Direktur Eksekutif Jaringan Moderasi Beragama Indonesia, Islah Bahrawi menjelaskan konflik horisontal seperti perang saudara sejatinya justru lebih berpotensi menjadi pemicu kepada kelompok tertentu guna melahirkan aksi teror di wilayah atau negaranya.
"Seperti yang terjadi di Suriah dan Libya. Ini adalah contoh bagaimana konflik horisontal melahirkan berbagi aksi radikal teror," ujar Islah Bahrawi di Jakarta, Kamis (9/9/2022).
Islah melanjutkan, gerakan teroris di seluruh dunia sarat akan muatan dan cita-cita politik. Bahkan narasi ambisi politik dituangkan dalam penunggangan agama melalui dalil-dalil.
"Persoalan agama yang kemudian memasuki wilayah kepentingan politik. Inilah yang menjadi konflik di banyak negara. Kepentingan politik dengan narasi agama bisa menghipnotis orang agar terpecah belah dan memusuhi satu sama lain," jelasnya.
Untuk itu, ia mewanti-wanti, agar pada tahun politik 2024 tidak lagi terulang sejarah hitam demokrasi di 2014 dan 2019 lalu yang kental akan politik identitas hingga menimbulkan konflik SARA. Di sisi lain, Islah telah mendeteksi adanya gejala politisasi agama menjelang tahun politik mendatang.

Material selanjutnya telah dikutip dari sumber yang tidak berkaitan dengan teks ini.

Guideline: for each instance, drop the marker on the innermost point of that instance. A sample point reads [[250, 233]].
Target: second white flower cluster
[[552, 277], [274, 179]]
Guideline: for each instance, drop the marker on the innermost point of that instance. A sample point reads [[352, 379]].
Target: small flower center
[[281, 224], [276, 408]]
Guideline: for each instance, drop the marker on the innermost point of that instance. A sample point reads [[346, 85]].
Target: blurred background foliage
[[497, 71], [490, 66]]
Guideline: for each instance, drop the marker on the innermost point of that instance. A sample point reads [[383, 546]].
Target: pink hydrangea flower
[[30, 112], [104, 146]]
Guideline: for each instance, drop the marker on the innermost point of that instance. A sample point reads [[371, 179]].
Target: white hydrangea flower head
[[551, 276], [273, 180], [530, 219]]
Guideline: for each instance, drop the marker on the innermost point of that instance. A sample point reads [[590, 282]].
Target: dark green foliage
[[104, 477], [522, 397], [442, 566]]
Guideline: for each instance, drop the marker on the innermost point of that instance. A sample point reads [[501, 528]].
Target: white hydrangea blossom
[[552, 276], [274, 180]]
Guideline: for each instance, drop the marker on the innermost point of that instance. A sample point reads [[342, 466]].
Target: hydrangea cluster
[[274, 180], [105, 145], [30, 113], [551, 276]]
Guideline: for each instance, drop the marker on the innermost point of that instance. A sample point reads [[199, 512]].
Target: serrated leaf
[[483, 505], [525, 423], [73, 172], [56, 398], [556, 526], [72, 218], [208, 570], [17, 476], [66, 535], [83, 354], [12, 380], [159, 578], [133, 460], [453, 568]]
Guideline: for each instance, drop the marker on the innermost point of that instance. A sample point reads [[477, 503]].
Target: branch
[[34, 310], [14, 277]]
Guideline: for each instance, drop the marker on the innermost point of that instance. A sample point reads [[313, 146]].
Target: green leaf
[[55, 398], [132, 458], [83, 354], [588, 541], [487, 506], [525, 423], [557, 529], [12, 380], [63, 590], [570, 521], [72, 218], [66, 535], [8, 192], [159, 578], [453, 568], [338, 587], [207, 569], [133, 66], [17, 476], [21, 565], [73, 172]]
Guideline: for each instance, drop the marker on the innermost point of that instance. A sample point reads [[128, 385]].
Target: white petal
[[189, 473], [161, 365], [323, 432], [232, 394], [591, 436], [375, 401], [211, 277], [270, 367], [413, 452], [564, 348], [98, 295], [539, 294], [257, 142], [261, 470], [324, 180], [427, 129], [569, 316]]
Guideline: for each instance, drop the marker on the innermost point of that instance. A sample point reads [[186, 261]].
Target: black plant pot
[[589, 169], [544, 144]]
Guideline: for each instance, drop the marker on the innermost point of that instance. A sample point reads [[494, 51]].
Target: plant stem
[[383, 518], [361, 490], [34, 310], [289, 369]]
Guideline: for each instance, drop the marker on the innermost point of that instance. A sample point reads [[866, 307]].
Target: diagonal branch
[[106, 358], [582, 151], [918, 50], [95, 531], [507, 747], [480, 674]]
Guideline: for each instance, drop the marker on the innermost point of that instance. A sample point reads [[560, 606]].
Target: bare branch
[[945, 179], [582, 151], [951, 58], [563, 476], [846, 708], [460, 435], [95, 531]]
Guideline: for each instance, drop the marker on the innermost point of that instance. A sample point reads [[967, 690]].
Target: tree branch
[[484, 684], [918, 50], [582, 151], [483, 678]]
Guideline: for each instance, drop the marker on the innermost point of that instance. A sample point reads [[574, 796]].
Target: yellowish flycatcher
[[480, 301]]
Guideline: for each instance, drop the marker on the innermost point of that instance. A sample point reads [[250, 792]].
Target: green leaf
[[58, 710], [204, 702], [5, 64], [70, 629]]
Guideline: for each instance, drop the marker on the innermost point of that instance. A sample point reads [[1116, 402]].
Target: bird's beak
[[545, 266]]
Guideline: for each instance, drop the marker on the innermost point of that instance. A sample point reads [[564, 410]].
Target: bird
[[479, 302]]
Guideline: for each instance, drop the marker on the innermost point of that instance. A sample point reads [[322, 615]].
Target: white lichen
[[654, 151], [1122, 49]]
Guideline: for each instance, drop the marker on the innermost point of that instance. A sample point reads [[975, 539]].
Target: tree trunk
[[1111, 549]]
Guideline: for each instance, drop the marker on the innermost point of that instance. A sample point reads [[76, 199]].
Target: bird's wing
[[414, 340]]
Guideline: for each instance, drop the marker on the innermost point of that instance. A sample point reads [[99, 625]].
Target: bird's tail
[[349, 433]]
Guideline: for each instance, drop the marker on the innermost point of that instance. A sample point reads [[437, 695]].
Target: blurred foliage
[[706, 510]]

"Kalau kita berbicara dari perspektif politisasi agama, pada tahun 2024 merupakan 1 abad keruntuhan khilafah terakhir tahun 1924. Artinya tahun 2024 akan menjadi titik krusial dimana politik identitas dan politisasi agama itu akan menjadi suatu pertaruhan luar biasa. Ini yang betul-betul harus diantisipasi," ucap Cak Islah, sapaan karibnya.